The second funding option will develop ready-to-be-delivered projects for which the government will co-fund between $100,000 and $10 million per project.
There is $49 million available split between three funding rounds in February, June and October with applications closing by November next year.
If applicants can demonstrate a significant positive community or sector-wide benefit, they may be eligible to receive up to 75 percent co-funding.
Full applications will be assessed by the ministry and an expert advisory panel, but the final funding decisions will be made by the tourism minister.
While Covid-19 had been difficult for the sector, Nash said they were now at the stage of focusing their attention on a bright and innovative future for tourism.
“We want to ensure that the tourism industry has a positive impact on the environment which is critical to achieving a regenerative tourism model.

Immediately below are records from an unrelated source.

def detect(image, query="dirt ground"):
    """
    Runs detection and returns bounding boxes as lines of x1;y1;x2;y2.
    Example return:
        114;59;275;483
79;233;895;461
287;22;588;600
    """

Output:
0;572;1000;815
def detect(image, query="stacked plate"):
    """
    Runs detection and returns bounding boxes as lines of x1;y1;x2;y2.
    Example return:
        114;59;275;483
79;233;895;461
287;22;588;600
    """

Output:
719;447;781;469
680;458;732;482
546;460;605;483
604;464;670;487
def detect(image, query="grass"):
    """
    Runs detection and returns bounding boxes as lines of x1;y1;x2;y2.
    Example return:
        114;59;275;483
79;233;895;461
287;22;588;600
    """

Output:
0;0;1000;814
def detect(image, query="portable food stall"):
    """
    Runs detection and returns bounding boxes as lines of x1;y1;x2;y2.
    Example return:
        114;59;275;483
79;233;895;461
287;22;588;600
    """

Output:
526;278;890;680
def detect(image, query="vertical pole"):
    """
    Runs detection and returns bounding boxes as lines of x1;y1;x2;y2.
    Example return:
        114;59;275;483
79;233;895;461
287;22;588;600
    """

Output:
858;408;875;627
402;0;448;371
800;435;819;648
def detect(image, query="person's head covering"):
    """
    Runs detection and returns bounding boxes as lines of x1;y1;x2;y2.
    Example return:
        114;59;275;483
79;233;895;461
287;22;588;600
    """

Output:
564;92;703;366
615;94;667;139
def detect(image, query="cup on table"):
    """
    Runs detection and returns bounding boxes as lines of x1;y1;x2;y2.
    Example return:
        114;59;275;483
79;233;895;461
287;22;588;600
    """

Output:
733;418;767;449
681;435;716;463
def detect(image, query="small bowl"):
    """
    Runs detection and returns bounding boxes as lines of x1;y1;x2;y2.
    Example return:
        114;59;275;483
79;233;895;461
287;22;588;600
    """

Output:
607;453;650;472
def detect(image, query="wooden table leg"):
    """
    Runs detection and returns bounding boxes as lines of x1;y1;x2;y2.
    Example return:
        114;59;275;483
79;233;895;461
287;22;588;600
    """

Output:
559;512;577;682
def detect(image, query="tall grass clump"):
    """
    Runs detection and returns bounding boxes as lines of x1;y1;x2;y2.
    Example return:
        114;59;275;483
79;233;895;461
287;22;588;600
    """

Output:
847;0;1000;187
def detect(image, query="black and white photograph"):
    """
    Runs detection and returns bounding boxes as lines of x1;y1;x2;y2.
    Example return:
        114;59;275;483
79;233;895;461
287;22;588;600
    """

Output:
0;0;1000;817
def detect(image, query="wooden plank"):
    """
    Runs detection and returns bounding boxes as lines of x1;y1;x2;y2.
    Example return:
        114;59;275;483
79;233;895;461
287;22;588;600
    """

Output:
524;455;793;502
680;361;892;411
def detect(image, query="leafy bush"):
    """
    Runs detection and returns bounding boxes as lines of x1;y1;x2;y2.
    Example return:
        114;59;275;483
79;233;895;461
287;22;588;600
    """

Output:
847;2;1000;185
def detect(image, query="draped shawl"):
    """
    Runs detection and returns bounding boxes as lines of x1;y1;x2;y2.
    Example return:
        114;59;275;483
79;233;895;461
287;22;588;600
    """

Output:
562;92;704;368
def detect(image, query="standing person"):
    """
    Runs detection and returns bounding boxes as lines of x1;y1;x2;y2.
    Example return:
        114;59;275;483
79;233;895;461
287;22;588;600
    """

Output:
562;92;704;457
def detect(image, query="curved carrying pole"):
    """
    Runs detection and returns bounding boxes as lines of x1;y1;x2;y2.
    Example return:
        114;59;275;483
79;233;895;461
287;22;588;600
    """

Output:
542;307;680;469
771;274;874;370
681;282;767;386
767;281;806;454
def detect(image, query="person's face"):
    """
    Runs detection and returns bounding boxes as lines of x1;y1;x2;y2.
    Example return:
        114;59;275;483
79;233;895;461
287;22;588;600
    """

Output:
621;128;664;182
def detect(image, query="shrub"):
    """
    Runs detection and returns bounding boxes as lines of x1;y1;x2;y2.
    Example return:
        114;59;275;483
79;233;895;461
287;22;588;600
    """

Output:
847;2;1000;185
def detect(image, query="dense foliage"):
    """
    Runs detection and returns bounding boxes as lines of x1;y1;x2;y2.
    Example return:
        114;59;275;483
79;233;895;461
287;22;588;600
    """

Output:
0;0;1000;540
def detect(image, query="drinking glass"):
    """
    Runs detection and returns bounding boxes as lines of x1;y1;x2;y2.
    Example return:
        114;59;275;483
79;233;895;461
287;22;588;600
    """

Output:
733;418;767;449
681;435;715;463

“We expect that visitors are becoming increasingly concerned about the environmental impact of their travel. It’s vitally important we continue preserving our natural environment as one of our key attractions as a world-class destination,” Nash said.
A draft action plan for the Tourism Industry Transformation Plan focusing on addressing the environmental challenges and tourism opportunities is expected to be released by the middle of next year.